This repository provides an insight into ventures of framing an intelligent Command line interface (CLI) for UNIX Based Systems.
This repository provides an insight into ventures of framing an intelligent Command line interface (CLI) for UNIX Based Systems.
The database of linux documentation can be obtained by Web Scraping the domain https://linux.die.net/ by depoying the python library Beautiful Soup (https://www.crummy.com/software/BeautifulSoup/bs4/doc/). The script yields two comma seperated values files
named ‘cmd-names.csv’ and ‘data.csv’ containing name of the UNIX command and it’s particulars’ links and Complete database of the command respectivey.
This data can be pre-processed and utilized for the construction of knowedge base.
We have used joint learning model for learning word vector representations from both large text corpora and the knowledge base that was created in the previous step.

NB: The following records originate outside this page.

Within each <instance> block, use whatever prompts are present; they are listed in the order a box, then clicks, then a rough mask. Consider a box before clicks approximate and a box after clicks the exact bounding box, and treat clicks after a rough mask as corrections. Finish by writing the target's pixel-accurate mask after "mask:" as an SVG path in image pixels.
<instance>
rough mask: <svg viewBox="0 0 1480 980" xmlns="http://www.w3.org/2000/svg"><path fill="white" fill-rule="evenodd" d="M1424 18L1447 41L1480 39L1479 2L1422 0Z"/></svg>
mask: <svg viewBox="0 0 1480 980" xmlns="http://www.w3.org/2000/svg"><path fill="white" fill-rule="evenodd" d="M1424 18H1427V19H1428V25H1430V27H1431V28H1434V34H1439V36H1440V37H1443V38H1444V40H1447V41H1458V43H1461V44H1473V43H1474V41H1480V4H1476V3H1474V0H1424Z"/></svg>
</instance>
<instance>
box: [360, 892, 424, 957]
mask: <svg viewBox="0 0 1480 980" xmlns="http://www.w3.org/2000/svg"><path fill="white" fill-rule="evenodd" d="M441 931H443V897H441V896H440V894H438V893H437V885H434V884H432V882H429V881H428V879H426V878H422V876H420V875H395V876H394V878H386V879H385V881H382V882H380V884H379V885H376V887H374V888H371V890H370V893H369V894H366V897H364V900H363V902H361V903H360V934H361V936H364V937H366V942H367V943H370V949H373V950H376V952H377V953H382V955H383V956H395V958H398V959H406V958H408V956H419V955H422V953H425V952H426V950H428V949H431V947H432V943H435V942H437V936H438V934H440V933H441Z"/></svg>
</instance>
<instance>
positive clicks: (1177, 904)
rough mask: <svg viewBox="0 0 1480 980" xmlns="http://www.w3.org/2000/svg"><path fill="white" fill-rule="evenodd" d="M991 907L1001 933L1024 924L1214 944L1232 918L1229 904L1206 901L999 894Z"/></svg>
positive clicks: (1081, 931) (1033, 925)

The data obtained after scraping from the website is passed through an extensive process of pre-processing. The various columns obtained are concatenated, all special characters are removed and the resulting data is stemmed to obtain a uniform data for all the commands. For further removing bias due to large data present in some of the commands, common words 3 characters or less are removed to finally obtain a data ready for synonym pair extraction.
The data is then feeded as input to kb.py and an output knowledge base can be obtained.